All Southern Railroads Built in the 1800s Were Built by Enslaved Africans The whole southern network of railroads built in the enslavement period in America was almost entirely constructed by enslaved Africans. Some railroads owned enslaved people while others rented them from their owners. They also hired free Blacks. All worked positions like brakemen and firemen, who either manually stopped trains 0r stocked fire for energy.
Black Women Were Also Involved in Railroad Construction Both women and men alike were pushed to work in the dangerous and brutal railroad building conditions. After construction on the tracks was complete, many still worked on the railroad in smaller roles. There was little difference in the abilities of Black women to work on the tracks. They were both expected to face treacherous conditions.
Black Men Risked Their Lives Working as Brakemen to Manually Stop Trains Trains originally had to physically be stopped by brakemen, who turned a wheel that engaged the brakes on individual rail cars. The wheel was located on top of the train car, and in the winter time, many brakemen fell between cars and were crushed to death. This continued until the air brake was invented.
John Henry Was a Real Person Historical research found that the John Henry ballad was based on two different real people. One was named John William Henry, a 20-year-old Black freeman born in New Jersey. He went to Virginia to clean up battlefields after the Civil War. Another was a John Henry who worked on and died at the Big Bend Tunnel at Chesapeake and Ohio Railway.
Just as There Were Pullman Porters, Pullman Maids Existed, Too George Pullman of the Pullman Company invented the overnight sleeping train car in the 1800s. He employed Black men as porters and also hired Black women as maids. Both porters and maids served white clients. Maids focused on white women’s needs and white women with children in particular.
Poor Working Conditions and Salaries Led to the Brotherhood of Sleeping Car Porters Porters worked long hours with small salaries and no job security. Most of their income came from tips, and they had to pay for their uniforms, lodging and food. Advocate A. Philip Randolph founded the Brotherhood of Sleeping Car Porters in 1925 to combat this. In 1937, union rights to organize were legalized and Pullman reached a labor agreement with the BSCP.

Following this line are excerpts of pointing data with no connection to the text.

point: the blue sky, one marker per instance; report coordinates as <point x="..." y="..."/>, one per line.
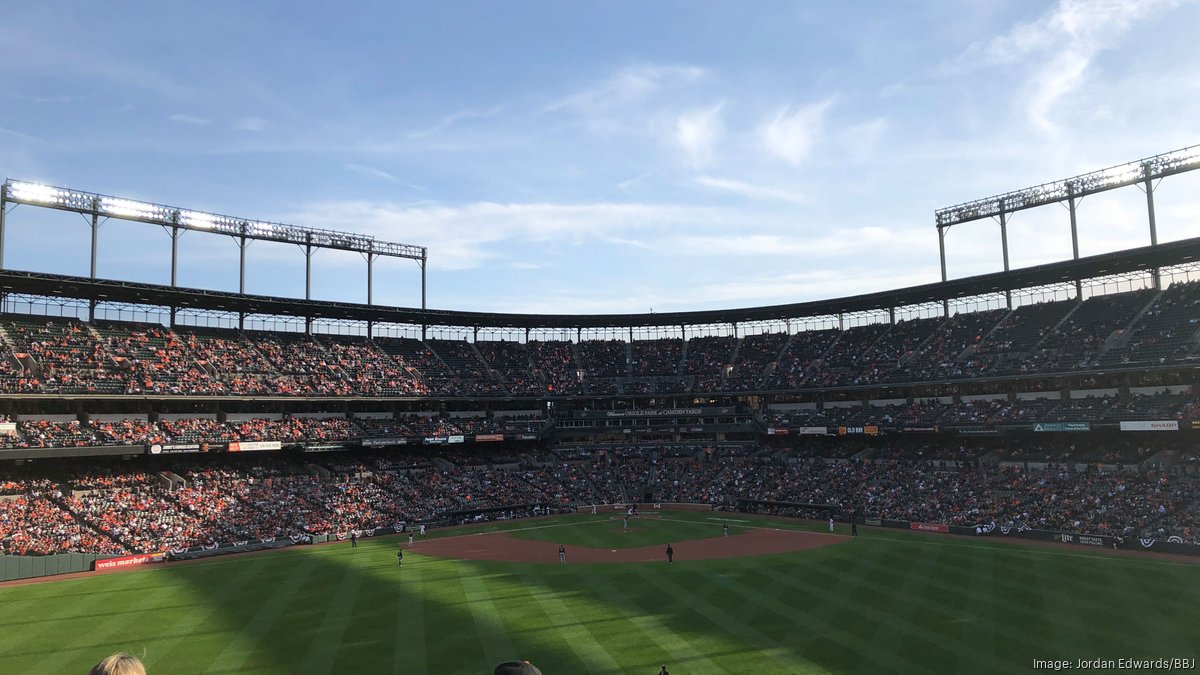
<point x="593" y="157"/>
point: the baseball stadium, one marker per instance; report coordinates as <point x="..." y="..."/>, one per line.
<point x="599" y="339"/>
<point x="966" y="476"/>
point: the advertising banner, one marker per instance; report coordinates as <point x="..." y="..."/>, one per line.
<point x="253" y="446"/>
<point x="979" y="431"/>
<point x="382" y="442"/>
<point x="1161" y="425"/>
<point x="129" y="561"/>
<point x="1062" y="426"/>
<point x="664" y="412"/>
<point x="180" y="448"/>
<point x="323" y="447"/>
<point x="870" y="430"/>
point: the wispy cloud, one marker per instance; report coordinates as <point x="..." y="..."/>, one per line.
<point x="471" y="236"/>
<point x="251" y="124"/>
<point x="791" y="133"/>
<point x="1057" y="49"/>
<point x="631" y="82"/>
<point x="697" y="132"/>
<point x="750" y="190"/>
<point x="190" y="119"/>
<point x="455" y="118"/>
<point x="378" y="173"/>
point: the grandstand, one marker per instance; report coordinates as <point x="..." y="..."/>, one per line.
<point x="975" y="388"/>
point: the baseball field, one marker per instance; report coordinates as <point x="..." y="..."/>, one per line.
<point x="774" y="596"/>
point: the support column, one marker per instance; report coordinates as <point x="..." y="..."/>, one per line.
<point x="95" y="242"/>
<point x="941" y="251"/>
<point x="423" y="284"/>
<point x="1003" y="245"/>
<point x="1074" y="236"/>
<point x="307" y="272"/>
<point x="174" y="255"/>
<point x="370" y="275"/>
<point x="241" y="264"/>
<point x="4" y="211"/>
<point x="1153" y="225"/>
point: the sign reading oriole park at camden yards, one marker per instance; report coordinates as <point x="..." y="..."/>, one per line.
<point x="1062" y="426"/>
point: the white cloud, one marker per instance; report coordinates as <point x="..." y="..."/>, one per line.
<point x="631" y="82"/>
<point x="190" y="119"/>
<point x="749" y="190"/>
<point x="471" y="236"/>
<point x="791" y="133"/>
<point x="455" y="118"/>
<point x="1057" y="49"/>
<point x="697" y="132"/>
<point x="251" y="124"/>
<point x="371" y="172"/>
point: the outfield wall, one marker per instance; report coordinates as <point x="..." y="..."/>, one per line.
<point x="1169" y="545"/>
<point x="13" y="567"/>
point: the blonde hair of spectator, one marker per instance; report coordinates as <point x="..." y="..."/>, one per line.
<point x="119" y="664"/>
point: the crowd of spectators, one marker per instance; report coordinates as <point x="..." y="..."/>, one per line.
<point x="1139" y="328"/>
<point x="299" y="429"/>
<point x="111" y="508"/>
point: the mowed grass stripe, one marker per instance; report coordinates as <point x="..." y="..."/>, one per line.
<point x="408" y="652"/>
<point x="573" y="628"/>
<point x="327" y="639"/>
<point x="676" y="649"/>
<point x="251" y="634"/>
<point x="487" y="617"/>
<point x="101" y="637"/>
<point x="807" y="595"/>
<point x="695" y="589"/>
<point x="88" y="607"/>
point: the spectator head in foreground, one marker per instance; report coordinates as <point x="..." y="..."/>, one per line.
<point x="119" y="664"/>
<point x="516" y="668"/>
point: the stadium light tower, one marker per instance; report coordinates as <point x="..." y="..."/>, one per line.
<point x="1144" y="173"/>
<point x="177" y="221"/>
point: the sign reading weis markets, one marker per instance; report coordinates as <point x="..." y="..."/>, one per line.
<point x="870" y="430"/>
<point x="179" y="448"/>
<point x="1161" y="425"/>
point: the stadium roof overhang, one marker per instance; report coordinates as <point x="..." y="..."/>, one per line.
<point x="106" y="291"/>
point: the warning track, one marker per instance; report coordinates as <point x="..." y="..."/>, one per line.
<point x="503" y="547"/>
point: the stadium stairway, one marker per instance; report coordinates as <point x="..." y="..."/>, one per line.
<point x="1057" y="326"/>
<point x="1120" y="338"/>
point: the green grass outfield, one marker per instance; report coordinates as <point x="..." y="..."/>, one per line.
<point x="886" y="602"/>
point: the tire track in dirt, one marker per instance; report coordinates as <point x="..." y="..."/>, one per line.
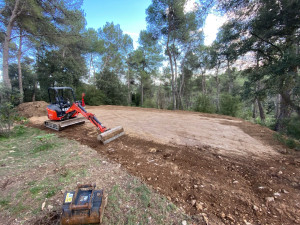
<point x="223" y="168"/>
<point x="228" y="189"/>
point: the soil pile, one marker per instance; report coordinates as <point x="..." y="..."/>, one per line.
<point x="30" y="109"/>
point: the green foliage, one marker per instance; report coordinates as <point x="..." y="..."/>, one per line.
<point x="204" y="104"/>
<point x="110" y="85"/>
<point x="7" y="117"/>
<point x="229" y="105"/>
<point x="149" y="103"/>
<point x="289" y="142"/>
<point x="59" y="68"/>
<point x="293" y="127"/>
<point x="93" y="96"/>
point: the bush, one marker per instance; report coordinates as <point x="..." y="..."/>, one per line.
<point x="149" y="103"/>
<point x="204" y="104"/>
<point x="93" y="96"/>
<point x="230" y="105"/>
<point x="293" y="127"/>
<point x="7" y="117"/>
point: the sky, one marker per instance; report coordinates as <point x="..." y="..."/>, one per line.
<point x="131" y="15"/>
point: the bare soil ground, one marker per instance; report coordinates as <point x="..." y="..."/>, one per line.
<point x="37" y="168"/>
<point x="225" y="169"/>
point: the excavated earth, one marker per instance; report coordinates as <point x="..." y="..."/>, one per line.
<point x="227" y="170"/>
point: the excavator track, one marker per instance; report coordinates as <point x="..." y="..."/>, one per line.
<point x="59" y="125"/>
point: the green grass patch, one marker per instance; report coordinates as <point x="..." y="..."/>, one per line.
<point x="19" y="208"/>
<point x="287" y="141"/>
<point x="4" y="202"/>
<point x="36" y="190"/>
<point x="43" y="147"/>
<point x="144" y="194"/>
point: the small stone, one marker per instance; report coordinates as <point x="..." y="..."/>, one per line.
<point x="43" y="205"/>
<point x="247" y="223"/>
<point x="152" y="150"/>
<point x="223" y="215"/>
<point x="199" y="206"/>
<point x="205" y="218"/>
<point x="230" y="217"/>
<point x="270" y="199"/>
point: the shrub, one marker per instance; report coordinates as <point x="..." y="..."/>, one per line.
<point x="204" y="104"/>
<point x="229" y="105"/>
<point x="93" y="96"/>
<point x="7" y="117"/>
<point x="149" y="103"/>
<point x="293" y="127"/>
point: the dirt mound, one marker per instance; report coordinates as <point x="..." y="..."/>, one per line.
<point x="224" y="189"/>
<point x="30" y="109"/>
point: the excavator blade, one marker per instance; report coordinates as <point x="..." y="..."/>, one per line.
<point x="59" y="125"/>
<point x="111" y="134"/>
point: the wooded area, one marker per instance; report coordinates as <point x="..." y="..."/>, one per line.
<point x="250" y="71"/>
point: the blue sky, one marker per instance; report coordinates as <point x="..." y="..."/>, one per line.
<point x="131" y="16"/>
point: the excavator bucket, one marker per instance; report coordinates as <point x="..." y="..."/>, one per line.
<point x="111" y="134"/>
<point x="59" y="125"/>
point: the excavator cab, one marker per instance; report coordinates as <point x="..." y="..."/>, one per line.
<point x="63" y="97"/>
<point x="64" y="109"/>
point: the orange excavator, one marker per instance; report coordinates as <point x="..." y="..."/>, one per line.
<point x="64" y="109"/>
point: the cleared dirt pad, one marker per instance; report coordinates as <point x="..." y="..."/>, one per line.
<point x="227" y="168"/>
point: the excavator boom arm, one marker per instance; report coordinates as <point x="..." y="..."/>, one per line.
<point x="91" y="117"/>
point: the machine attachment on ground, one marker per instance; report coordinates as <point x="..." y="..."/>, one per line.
<point x="62" y="113"/>
<point x="83" y="206"/>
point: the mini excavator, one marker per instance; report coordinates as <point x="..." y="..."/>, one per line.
<point x="62" y="113"/>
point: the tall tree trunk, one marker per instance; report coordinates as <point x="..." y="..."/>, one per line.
<point x="175" y="81"/>
<point x="284" y="113"/>
<point x="203" y="82"/>
<point x="173" y="77"/>
<point x="261" y="111"/>
<point x="254" y="109"/>
<point x="230" y="84"/>
<point x="34" y="91"/>
<point x="277" y="106"/>
<point x="142" y="93"/>
<point x="128" y="88"/>
<point x="20" y="67"/>
<point x="218" y="93"/>
<point x="171" y="63"/>
<point x="260" y="107"/>
<point x="6" y="44"/>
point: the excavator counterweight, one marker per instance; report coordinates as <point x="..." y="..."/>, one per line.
<point x="62" y="113"/>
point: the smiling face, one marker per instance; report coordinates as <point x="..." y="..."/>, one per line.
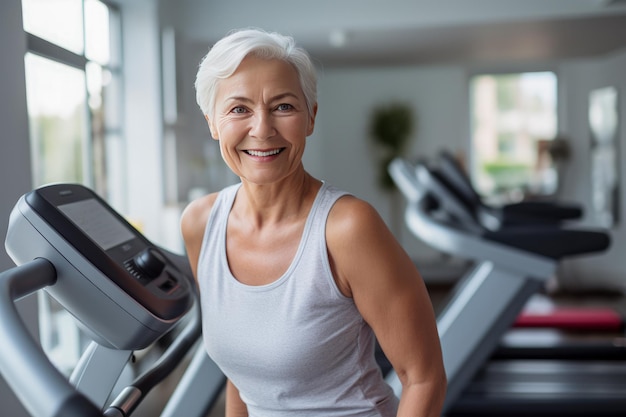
<point x="261" y="120"/>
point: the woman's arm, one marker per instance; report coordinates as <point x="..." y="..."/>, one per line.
<point x="371" y="267"/>
<point x="192" y="225"/>
<point x="235" y="407"/>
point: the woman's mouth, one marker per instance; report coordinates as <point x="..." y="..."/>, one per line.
<point x="264" y="153"/>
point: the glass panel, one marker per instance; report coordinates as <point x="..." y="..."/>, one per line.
<point x="513" y="119"/>
<point x="97" y="38"/>
<point x="58" y="120"/>
<point x="57" y="21"/>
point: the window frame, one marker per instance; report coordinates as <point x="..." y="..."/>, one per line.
<point x="474" y="72"/>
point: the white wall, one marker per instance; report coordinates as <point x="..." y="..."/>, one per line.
<point x="15" y="174"/>
<point x="342" y="142"/>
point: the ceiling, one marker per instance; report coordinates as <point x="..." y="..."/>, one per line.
<point x="388" y="32"/>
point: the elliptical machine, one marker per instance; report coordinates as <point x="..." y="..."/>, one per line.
<point x="125" y="293"/>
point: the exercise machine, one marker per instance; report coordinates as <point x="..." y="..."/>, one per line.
<point x="510" y="266"/>
<point x="495" y="217"/>
<point x="124" y="292"/>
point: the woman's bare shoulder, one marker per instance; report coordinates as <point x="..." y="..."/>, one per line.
<point x="196" y="214"/>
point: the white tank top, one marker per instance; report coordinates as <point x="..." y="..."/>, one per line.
<point x="296" y="346"/>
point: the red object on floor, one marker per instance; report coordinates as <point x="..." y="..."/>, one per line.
<point x="572" y="319"/>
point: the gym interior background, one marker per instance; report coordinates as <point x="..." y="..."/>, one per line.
<point x="427" y="61"/>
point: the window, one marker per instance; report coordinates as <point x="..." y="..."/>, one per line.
<point x="514" y="120"/>
<point x="73" y="87"/>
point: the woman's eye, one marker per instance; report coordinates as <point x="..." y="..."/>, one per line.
<point x="284" y="107"/>
<point x="238" y="110"/>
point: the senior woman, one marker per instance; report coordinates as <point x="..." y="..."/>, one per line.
<point x="298" y="278"/>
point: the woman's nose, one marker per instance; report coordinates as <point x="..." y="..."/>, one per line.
<point x="262" y="126"/>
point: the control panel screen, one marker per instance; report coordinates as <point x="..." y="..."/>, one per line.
<point x="97" y="223"/>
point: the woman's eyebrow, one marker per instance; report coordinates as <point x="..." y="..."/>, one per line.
<point x="273" y="98"/>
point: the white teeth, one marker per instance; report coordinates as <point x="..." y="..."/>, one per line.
<point x="261" y="153"/>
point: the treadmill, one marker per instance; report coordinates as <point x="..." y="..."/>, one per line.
<point x="124" y="292"/>
<point x="511" y="265"/>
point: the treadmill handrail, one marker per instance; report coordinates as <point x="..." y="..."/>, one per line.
<point x="41" y="388"/>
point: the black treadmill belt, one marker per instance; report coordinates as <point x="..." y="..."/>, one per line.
<point x="546" y="388"/>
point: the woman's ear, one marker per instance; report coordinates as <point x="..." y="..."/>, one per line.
<point x="211" y="128"/>
<point x="312" y="120"/>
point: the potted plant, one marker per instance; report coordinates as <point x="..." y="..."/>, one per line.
<point x="391" y="127"/>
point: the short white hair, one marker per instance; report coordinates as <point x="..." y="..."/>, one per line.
<point x="226" y="55"/>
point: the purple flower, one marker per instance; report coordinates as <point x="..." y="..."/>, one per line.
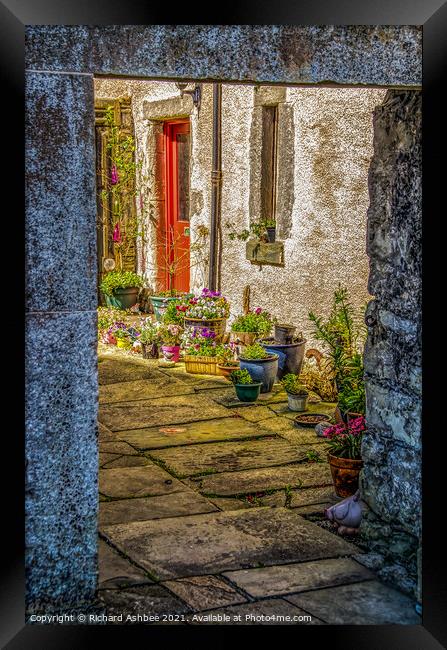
<point x="117" y="233"/>
<point x="113" y="176"/>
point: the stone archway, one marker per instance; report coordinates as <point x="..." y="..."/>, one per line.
<point x="61" y="438"/>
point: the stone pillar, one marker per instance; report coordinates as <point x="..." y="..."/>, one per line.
<point x="61" y="364"/>
<point x="391" y="479"/>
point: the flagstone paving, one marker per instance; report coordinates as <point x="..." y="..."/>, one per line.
<point x="271" y="478"/>
<point x="292" y="578"/>
<point x="231" y="456"/>
<point x="154" y="507"/>
<point x="216" y="542"/>
<point x="208" y="498"/>
<point x="213" y="430"/>
<point x="160" y="411"/>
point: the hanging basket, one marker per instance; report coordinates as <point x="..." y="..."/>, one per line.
<point x="201" y="365"/>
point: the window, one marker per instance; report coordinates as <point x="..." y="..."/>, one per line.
<point x="269" y="161"/>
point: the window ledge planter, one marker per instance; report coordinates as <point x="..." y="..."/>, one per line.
<point x="160" y="303"/>
<point x="262" y="253"/>
<point x="201" y="365"/>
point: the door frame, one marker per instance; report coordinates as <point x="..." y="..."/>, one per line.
<point x="169" y="184"/>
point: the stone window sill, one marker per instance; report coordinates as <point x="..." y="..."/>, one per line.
<point x="262" y="253"/>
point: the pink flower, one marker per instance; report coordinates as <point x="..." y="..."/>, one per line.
<point x="117" y="233"/>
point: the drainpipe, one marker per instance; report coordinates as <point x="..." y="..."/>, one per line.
<point x="216" y="185"/>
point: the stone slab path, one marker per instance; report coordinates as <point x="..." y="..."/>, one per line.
<point x="208" y="507"/>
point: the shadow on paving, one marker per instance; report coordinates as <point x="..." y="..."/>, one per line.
<point x="203" y="505"/>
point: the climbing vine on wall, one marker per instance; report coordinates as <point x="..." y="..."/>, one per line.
<point x="122" y="188"/>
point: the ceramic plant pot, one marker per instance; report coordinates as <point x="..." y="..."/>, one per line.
<point x="171" y="352"/>
<point x="160" y="303"/>
<point x="262" y="370"/>
<point x="297" y="402"/>
<point x="226" y="371"/>
<point x="284" y="333"/>
<point x="345" y="475"/>
<point x="290" y="355"/>
<point x="271" y="234"/>
<point x="244" y="338"/>
<point x="248" y="392"/>
<point x="124" y="344"/>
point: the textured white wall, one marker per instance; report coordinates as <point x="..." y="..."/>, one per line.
<point x="333" y="147"/>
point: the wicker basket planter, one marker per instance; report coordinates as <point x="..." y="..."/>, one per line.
<point x="216" y="325"/>
<point x="201" y="365"/>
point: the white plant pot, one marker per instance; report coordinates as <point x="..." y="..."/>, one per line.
<point x="297" y="402"/>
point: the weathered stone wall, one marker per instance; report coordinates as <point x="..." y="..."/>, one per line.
<point x="324" y="149"/>
<point x="61" y="361"/>
<point x="391" y="480"/>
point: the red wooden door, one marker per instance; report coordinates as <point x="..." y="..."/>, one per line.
<point x="174" y="252"/>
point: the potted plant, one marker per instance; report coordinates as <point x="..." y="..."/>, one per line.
<point x="270" y="226"/>
<point x="123" y="338"/>
<point x="149" y="339"/>
<point x="247" y="390"/>
<point x="297" y="394"/>
<point x="161" y="301"/>
<point x="170" y="335"/>
<point x="351" y="394"/>
<point x="121" y="288"/>
<point x="252" y="325"/>
<point x="284" y="333"/>
<point x="203" y="351"/>
<point x="209" y="310"/>
<point x="344" y="457"/>
<point x="226" y="361"/>
<point x="262" y="365"/>
<point x="344" y="334"/>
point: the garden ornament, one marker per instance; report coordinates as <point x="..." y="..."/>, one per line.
<point x="346" y="514"/>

John Henry Ballads Likely Originated as Songs for Railroad Workers in the 1870s Steel drivers and other rail workers would sing work songs as they laid tracks. The tunes later became more generalized as songs for chain gangs, prisons and other workers. Later versions saw it transformed into folk, blues and protest songs performed by singers like Leadbelly and Harry Belafonte.
The Railroad Boom in America Aided Escape Efforts of the Enslaved Samuel Ballton escaped his camp in April 1862 with a group of other enslaved Africans along lines cut to lay track to the Richmond, Fredericksburg & Potomac Railroad. They trailed it north, dodging the road master who hired them by claiming they were there to work. The group later made it past Union lines and met the Sixth Wisconsin infantry. Other Black laborers escaped in similar ways.
Granville T. Woods Had Numerous Patents on Mechanisms to Aid Railroads Granville T. Woods was a businessman, patent holder and an electrical and mechanical inventor. Some of his patents included an electric transmission, air brake features that improved safety, and telegraphy. Woods taught himself electrical and mechanical engineering as he worked at railroad machine shops and steel mills.
Whites Pushed Blacks Out of Rail Jobs When Air Brakes Came in the Picture After George Westinghouse invented the automatic air brake and Woods made necessary safety improvements to them, the need for brakemen diminished. Along with automatic couplers, which attached rail cars on a train, these two features made rail jobs more attractive to whites. It caused Blacks to lose these jobs to white men in the early 20th century.